Louise let out a long, happy sigh. Her face was soft and relaxed and her cheeks were flushed. It was just as well there were two children in the back of the car, because he had the stupidest urge to kiss her.
That sobered him up pretty fast.
‘Are you sure? I’m sure you’re really busy. We don’t want to put you out, do we, Jas?’
Jas didn’t say anything, but pleaded with her eyes.
‘Busy doing what? The cont
ractors keep shooing me away when I try to help with the redecoration.’ Louise raised an eyebrow, and then she winked at him—actually winked at him. ‘I’d be happy to help. You gave us a great night out tonight.’

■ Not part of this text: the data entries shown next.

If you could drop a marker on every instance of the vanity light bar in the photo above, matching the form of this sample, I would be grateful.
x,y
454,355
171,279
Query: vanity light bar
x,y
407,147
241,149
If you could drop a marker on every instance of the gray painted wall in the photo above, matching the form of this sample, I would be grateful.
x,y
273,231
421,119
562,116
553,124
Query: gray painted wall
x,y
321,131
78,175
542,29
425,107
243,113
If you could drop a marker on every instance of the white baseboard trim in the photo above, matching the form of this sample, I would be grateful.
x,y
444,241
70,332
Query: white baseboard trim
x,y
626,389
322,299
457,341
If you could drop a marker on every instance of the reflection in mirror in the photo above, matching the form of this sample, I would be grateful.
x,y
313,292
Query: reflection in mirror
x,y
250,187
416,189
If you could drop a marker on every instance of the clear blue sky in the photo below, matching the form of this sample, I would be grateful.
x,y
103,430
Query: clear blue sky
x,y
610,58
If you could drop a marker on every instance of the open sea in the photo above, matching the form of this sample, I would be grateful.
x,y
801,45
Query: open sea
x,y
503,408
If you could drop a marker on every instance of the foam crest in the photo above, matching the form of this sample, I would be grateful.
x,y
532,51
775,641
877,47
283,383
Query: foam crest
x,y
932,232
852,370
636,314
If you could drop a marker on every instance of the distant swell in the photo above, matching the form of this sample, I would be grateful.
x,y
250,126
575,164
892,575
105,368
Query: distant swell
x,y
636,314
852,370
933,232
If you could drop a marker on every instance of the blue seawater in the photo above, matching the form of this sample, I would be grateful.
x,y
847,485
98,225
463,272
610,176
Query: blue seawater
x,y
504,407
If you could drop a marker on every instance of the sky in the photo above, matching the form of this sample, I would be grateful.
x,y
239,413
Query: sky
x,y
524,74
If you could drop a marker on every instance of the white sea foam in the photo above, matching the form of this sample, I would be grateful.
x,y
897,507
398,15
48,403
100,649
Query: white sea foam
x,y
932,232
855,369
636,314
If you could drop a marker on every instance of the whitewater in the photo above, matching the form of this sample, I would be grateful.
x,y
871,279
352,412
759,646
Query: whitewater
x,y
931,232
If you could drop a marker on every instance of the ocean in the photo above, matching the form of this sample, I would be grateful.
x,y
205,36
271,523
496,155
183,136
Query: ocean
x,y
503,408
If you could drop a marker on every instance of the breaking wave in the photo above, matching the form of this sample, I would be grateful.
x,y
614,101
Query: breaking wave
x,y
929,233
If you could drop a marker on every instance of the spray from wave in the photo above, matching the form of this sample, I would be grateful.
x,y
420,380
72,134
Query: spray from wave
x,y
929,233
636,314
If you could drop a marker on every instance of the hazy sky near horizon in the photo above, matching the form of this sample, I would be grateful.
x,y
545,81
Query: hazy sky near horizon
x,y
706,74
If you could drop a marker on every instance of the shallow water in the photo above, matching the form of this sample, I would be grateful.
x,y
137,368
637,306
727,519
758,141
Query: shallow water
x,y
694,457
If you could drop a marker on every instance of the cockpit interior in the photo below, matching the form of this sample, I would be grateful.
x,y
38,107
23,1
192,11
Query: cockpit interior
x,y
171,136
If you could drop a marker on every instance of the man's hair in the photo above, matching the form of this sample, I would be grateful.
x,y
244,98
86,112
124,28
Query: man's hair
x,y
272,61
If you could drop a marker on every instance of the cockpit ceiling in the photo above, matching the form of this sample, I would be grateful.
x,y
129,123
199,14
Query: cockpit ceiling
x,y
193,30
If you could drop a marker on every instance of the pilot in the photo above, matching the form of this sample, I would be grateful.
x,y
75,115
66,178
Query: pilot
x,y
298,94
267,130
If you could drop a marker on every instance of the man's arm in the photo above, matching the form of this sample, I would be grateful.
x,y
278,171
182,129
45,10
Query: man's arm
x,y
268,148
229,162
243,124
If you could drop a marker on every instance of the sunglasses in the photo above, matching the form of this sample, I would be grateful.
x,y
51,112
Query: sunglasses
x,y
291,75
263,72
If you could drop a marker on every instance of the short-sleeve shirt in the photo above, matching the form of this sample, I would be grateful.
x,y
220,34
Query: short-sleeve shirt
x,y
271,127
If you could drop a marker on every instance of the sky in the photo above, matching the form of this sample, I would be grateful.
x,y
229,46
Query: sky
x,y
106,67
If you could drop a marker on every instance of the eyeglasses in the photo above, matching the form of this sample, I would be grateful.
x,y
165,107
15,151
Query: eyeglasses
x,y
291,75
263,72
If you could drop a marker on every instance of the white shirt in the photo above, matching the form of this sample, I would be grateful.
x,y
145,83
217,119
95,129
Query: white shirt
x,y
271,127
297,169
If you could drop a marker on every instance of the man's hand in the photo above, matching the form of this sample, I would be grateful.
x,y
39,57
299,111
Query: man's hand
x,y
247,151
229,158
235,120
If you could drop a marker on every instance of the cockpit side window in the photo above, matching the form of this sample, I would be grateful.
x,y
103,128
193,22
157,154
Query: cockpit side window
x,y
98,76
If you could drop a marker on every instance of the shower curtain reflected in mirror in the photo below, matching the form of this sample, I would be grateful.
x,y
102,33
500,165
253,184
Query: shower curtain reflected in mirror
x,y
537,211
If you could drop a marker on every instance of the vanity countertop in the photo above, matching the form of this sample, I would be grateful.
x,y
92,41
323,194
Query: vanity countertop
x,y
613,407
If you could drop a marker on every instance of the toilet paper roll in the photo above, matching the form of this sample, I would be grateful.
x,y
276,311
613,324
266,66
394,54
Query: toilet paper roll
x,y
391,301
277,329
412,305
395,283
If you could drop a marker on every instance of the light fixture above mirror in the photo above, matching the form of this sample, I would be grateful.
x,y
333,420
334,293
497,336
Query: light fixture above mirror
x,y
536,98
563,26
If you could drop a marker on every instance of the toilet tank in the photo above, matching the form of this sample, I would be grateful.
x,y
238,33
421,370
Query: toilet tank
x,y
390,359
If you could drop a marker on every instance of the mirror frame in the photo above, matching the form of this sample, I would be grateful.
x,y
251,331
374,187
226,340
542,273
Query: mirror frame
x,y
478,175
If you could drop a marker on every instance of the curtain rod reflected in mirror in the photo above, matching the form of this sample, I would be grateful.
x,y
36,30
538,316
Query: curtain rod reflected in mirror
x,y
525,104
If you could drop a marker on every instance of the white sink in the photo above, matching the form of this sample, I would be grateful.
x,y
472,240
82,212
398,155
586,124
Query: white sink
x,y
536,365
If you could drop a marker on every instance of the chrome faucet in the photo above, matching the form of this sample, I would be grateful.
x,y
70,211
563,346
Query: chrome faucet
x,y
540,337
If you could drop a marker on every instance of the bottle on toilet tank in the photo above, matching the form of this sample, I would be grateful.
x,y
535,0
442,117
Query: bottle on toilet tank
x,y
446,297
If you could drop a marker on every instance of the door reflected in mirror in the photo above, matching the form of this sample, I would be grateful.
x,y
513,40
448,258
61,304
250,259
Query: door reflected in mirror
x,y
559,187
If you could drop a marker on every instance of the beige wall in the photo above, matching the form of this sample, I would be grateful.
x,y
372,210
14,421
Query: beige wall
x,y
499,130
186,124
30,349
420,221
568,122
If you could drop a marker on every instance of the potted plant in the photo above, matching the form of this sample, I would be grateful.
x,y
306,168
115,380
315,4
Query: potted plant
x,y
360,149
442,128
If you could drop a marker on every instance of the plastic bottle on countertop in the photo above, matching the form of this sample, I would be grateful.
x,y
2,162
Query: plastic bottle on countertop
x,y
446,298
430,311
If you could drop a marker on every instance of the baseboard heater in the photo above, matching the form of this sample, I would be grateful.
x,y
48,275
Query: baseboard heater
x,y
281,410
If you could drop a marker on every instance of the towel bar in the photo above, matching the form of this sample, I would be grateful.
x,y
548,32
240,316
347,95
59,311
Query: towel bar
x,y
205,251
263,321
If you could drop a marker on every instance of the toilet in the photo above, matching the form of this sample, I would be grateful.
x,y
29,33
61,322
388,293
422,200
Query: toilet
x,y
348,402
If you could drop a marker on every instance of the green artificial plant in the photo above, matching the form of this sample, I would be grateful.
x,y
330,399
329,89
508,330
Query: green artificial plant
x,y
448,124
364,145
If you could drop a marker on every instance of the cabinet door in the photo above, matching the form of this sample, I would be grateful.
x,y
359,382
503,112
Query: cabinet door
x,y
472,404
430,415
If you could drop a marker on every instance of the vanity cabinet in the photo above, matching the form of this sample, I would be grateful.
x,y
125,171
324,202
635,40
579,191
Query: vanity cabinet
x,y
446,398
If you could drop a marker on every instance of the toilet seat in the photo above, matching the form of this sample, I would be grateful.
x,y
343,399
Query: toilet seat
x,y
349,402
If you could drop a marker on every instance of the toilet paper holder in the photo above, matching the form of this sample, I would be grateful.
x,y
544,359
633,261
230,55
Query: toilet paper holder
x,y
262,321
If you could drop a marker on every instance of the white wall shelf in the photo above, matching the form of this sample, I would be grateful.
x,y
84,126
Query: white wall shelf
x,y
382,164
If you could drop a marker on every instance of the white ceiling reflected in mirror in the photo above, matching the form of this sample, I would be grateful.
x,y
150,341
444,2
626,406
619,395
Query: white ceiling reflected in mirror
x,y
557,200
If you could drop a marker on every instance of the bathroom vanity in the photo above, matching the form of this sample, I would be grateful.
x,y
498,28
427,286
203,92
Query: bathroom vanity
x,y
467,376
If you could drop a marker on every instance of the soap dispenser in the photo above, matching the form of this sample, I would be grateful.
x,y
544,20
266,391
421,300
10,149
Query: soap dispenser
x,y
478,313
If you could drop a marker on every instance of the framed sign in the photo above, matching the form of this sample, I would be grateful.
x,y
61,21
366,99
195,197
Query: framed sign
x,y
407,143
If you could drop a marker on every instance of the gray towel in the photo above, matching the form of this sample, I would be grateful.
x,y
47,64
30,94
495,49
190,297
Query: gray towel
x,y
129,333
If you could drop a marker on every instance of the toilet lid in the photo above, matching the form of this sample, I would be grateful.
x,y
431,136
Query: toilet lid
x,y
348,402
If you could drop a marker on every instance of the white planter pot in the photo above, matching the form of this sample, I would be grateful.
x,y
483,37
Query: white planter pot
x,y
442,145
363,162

Ben stuttered. That was the problem. In his mind, tonight had been about making a nice final gesture to make sure Louise was settled into the neighbourhood before he backed off. Now, how was he supposed to do that if she was going to be installed in his kitchen tomorrow?
CHAPTER FOURTEEN
After she’d put Jack to bed that night, Louise couldn’t sleep. Didn’t even want to try. It must have been the fresh air or something.
She found herself flopped on the big velvet-covered sofa in the drawing room, the remote control in her hand, flicking through endless cable stations searching for something to watch. A fire glowed in the hearth and the lights were low. The rich, deep colours and luxurious textures of the fabrics in here truly had made a large, draughty room incredibly cosy.
After ten minutes she let the remote drop on the sofa and gave up. Then she remembered that she’d sneaked Laura’s diary up from the boathouse yesterday and it was still in her bag. Although she’d already read a couple of entries this morning, and she was trying to ration herself so she could mull it all over, getting to know Laura through it slowly, surely a few more pages wouldn’t hurt?
Laura was so brave where she was so cowardly. She leapt in and gave her heart freely and completely. Comparing herself to Laura, Louise realised she’d locked her heart away—which was good, because that meant it was safe—but she also knew it was the cowardly thing to do.
She fetched the soft leather notebook from her bag, snuggled back down on the sofa and began to read. The next entry was some months after the one made on the night of the party …
2nd December, 1952
Even after all these months I miss him so much it hurts. I scan the papers every morning just to see if there’s a mention of his name. It’s the one weakness I allow myself now that I’m trying to patch things up with Alex.